И смеялась. Можно было подумать, что она как бы насмехается над кем-то, кто мыслит именно вот так.
Нет, Инна удалась не в их породу. Многое в ней напоминало Визарину маму — открытость, душевная незащищенность, излишняя доверчивость. И еще — полное отсутствие себялюбия, эгоизма, всего того, что было свойственно Лиле и ее отцу.
«Ей будет трудно жить, — тревожно думал Визарин. — Такой ранимой, душевно обнаженной…»

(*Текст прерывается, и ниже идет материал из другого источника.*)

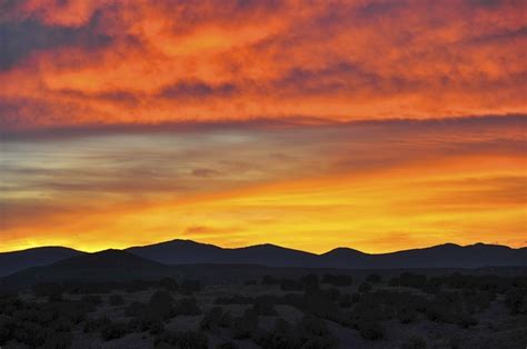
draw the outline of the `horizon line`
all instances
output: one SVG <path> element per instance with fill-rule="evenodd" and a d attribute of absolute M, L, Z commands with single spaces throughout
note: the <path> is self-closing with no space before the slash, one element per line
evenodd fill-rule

С какой готовностью, даже радостью, он бы отдал всю свою кровь, по капле, за Инну, лишь бы ей было хорошо, лишь бы она стала счастливой!
Однажды, когда Лиля была в очередном «загуле», как он называл ее поездки в Сочи, Гагру или Пицунду, он поехал с Инной в Москву, решив навестить Алису.
Он не позвонил Алисе, задумав нагрянуть внезапно, так, он считал, будет лучше и для него и для Алисы.
Подходя к ее дому, он подумал о том, как давно не приходилось им видеться и что вот уже скоро девять лет, как нет мамы…
Мама вспоминалась ему часто, иногда во сне он говорил с нею, смотрел в ее глаза, полные боязни и тревоги за него, видел ее внезапно поседевшие волосы…
Они поднялись по лестнице, лифт, как и когда-то, был испорчен, по этим ступенькам ходила мама, руки ее касались тех же самых перил…
— Ты что, папа? — спросила Инна, снизу вверх глядя на него.
Ей не довелось знать его маму, но он снова подумал, что все-таки что-то в Инне напоминает маму, ее смешливость, доверчивость, открытость души…
— Сейчас придем к тете Алисе, — сказал он. — Это твоя родная тетя, моя сестра…
Инна кивнула головой, увенчанной огромным капроновым бантом.
Алиса была дома. Похлопала его по плечу, оглядела Инну.
— Похожа на тебя.
— А на маму, как, похожа?
— На какую маму? — спросила Алиса.
— Да на нашу же, на ее бабушку.
Алиса пожала плечами:
— Не очень. На тебя больше. Правда, есть сходство и с мадам.
С давних пор Алиса называла Лилю «мадам». Когда-то Визарин обижался на нее за это, а теперь поймал себя на том, что совершенно равнодушно относится к тому, как она называет Лилю.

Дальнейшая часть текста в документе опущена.